Venerdì della IV settimana di Quaresima

Gv 7,1-2.10.25-30

In quel tempo, Gesù se ne andava per la Galilea; infatti non voleva più andare per la Giudea, perché i Giudei cercavano di ucciderlo.
Si avvicinava intanto la festa dei Giudei, detta delle Capanne.
Andati i suoi fratelli alla festa, vi andò anche lui; non apertamente però, di nascosto.
Alcuni di Gerusalemme dicevano: “Non è costui quello che cercano di uccidere? Ecco, egli parla liberamente, e non gli dicono niente. Che forse i capi abbiano riconosciuto davvero che egli è il Cristo? Ma costui sappiamo di dov’è; il Cristo invece, quando verrà, nessuno saprà di dove sia”.
Gesù allora, mentre insegnava nel tempio, esclamò: “Certo, voi mi conoscete e sapete di dove sono. Eppure io non sono venuto da me e chi mi ha mandato è veritiero, e voi non lo conoscete. Io però lo conosco, perché vengo da lui ed egli mi ha mandato”.
Allora cercarono di arrestarlo, ma nessuno riuscì a mettergli le mani addosso, perché non era ancora giunta la sua ora.


IL COMMENTO

La festa delle Capanne era una festa importantissima. "La" festa. Ricordava il dono della Torah e il tempo del deserto, le viscere nelle quali si è formato il popolo di Israele. Il suo catecumenato dove ha imparato a conoscere Dio e a conoscere se stesso. E, al tempo di Gesù, una festa con fortissime connotazioni messianiche: L'aria era pregna d'attesa. La schiavitù e l'asservimento a Roma erano impossibili. Durante la settimana della festa il popolo si costruiva delle capanne e vi dimorava in ricordo dei quarant'anni nel deserto. E che deserto era il giogo romano. Il nostro deserto. Di oggi. Di ieri. D domani. Le nostre attese. Le speranze piagate da una catena di fallimenti e disillusioni. Dove sei Signore? E un uomo. "L'Uomo". Troppo uomo. Troppo comprensibile nella Sua umanità. No. Non può essere il Messia. Il figlio di un falegname. No. Questa precarietà, questa fragilità. Il Messia, il Salvatore, porrà termine a tutta questa incertezza, alla dura precarietà della vita. Finirà il tempo dell'attesa, smonteremo le capanne, mettere radici e nulla più ci creerà problemi.
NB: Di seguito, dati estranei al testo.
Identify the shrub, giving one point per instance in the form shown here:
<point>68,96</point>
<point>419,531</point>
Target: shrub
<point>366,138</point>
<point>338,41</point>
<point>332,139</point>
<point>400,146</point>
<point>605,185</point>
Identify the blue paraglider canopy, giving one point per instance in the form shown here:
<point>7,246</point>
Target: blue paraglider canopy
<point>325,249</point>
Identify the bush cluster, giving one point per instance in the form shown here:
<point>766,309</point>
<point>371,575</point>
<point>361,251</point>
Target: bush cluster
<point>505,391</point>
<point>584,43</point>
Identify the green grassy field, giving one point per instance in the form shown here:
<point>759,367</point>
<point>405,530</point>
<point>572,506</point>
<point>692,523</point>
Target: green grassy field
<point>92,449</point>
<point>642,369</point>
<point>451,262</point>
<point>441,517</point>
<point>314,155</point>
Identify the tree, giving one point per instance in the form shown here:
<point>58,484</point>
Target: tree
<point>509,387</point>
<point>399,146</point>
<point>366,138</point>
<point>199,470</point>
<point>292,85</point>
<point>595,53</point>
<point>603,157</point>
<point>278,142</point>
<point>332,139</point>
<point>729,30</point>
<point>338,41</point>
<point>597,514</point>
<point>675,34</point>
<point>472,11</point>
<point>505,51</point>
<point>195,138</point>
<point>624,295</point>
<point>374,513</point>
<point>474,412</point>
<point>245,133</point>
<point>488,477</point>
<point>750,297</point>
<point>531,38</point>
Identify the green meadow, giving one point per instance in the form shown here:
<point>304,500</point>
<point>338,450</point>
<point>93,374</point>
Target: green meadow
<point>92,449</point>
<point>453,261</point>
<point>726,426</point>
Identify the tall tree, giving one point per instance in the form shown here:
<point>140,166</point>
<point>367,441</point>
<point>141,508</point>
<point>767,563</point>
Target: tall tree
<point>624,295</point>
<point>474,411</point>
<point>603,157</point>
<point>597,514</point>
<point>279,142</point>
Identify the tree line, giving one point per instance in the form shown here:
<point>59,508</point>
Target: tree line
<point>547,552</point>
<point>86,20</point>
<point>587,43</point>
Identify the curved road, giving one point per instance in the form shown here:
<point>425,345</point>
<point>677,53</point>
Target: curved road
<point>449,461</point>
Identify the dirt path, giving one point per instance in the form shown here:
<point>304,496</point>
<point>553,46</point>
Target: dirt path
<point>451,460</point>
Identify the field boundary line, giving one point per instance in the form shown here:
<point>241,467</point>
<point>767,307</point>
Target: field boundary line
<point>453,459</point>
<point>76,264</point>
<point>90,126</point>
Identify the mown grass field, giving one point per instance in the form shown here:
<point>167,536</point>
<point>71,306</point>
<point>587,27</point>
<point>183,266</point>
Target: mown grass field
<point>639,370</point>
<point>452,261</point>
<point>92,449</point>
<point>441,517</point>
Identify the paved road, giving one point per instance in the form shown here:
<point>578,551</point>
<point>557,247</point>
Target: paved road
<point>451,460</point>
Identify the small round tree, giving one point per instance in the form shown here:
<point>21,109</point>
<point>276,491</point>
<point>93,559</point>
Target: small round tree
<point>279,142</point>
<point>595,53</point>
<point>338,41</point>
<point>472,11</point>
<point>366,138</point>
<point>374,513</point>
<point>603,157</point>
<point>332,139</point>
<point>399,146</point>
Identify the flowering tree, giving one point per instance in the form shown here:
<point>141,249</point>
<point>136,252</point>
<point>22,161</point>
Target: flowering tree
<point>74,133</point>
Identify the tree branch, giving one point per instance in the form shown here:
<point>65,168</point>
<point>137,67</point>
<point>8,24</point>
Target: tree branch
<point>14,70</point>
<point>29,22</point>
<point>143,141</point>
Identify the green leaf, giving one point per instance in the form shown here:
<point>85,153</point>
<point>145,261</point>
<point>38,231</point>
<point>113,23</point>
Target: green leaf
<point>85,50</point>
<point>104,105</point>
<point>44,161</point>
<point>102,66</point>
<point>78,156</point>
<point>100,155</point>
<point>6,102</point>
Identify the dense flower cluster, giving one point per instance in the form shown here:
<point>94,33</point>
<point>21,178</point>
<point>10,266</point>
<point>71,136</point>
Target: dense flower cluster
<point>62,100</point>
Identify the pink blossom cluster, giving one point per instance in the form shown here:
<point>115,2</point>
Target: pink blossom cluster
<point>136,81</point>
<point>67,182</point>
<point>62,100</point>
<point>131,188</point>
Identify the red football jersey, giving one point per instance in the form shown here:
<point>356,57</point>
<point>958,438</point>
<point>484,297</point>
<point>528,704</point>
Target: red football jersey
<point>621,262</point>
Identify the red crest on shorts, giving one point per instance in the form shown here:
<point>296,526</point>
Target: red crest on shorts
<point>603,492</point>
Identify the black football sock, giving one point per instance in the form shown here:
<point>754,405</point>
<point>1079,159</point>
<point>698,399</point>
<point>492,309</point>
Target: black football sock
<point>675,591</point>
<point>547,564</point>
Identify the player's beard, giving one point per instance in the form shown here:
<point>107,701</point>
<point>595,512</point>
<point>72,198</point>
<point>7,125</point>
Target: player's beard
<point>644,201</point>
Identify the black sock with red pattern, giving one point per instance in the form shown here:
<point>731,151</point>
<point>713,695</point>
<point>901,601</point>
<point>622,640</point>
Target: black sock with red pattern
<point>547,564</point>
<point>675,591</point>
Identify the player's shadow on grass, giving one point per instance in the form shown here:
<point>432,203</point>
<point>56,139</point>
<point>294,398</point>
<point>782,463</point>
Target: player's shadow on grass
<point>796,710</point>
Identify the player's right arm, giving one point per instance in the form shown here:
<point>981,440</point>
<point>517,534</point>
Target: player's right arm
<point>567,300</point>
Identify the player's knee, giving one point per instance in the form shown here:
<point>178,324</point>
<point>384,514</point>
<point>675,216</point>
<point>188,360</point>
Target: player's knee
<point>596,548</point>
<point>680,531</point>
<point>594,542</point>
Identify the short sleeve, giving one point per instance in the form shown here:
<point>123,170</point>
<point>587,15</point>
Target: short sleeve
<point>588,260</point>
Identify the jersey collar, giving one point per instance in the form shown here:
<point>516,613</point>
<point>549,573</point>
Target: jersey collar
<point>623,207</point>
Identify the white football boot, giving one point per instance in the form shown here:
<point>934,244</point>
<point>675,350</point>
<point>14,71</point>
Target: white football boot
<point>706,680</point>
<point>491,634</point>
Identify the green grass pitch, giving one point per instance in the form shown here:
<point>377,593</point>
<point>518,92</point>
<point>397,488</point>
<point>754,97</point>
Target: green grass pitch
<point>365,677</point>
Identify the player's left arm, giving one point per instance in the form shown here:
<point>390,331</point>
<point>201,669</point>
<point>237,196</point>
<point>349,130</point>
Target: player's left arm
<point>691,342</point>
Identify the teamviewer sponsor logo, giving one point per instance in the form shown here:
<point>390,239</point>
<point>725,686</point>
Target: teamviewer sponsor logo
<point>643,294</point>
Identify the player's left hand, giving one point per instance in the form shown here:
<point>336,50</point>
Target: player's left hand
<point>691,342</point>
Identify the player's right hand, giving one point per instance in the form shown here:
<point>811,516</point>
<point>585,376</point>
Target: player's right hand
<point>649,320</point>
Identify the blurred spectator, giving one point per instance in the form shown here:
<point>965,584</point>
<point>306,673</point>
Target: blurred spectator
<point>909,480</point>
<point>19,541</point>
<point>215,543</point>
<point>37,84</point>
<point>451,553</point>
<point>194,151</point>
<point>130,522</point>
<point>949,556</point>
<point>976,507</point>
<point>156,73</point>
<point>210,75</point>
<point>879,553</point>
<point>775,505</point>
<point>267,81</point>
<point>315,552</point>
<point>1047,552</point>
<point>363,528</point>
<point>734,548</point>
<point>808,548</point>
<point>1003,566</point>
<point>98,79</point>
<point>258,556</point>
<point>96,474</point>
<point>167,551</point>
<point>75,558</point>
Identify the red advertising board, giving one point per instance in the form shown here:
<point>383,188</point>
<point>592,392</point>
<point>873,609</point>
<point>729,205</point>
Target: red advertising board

E invece ecco l'uomo. Come tutti. Debole, fragile e precario. Anche Lui in una capanna, la Sua vita come quella di ciascuno di noi, in una barca in mezzo alle onde. No. Nazaret, la Galilea, niente studi, niente portenti. No. Conosciamo fin troppo bene quest'uomo. Non è di Lui che abbiamo bisogno, ma di forza, intelligenza, programmazione e tanti bei miracoli a risolvere le nostre sofferenze e porre fine alla precarietà.
E invece la Buona Notizia è proprio la precarietà. Le capanne, un servo che si fa ultimo, un agnello che si fa macellare. Un Uomo che è Dio e rende divina ogni precarietà. Che fa della vita un prodigio, ogni lacrima, ogni angoscia, ogni dubbio ogni paura, ogni dolore, tutto assunto dal Dio fatto uomo, e trasfigurato e divinizzato. Lui, il Messia, nel nostro deserto a fare di questo deserto, questo di oggi della mia vita, un Giardino. Il paradiso nel deserto, la vita nella morte. Il Messia, Gesù, non cambia nulla, neanche una virgola delle nostre esistenze. Le assume, oggi, come ieri come domani, le fa Sue, le rende DIVINE, le ricolma di Vita e le fa sante. Vivere nelle capanne, in una totale precarietà, con il Signore. Vivere il Cielo qui sulla terra. Sperimentare l'amore tra le difficoltà. LA PACE, il dono messianico. Nella capanna che è la nostra vita, unica certezza, il Suo amore. Istante dopo istante. Questa è la notizia, la buona notizia per noi oggi: Tutto è santo perchè tutto è Suo, e noi siamo Suoi. Per sempre. Ovunque.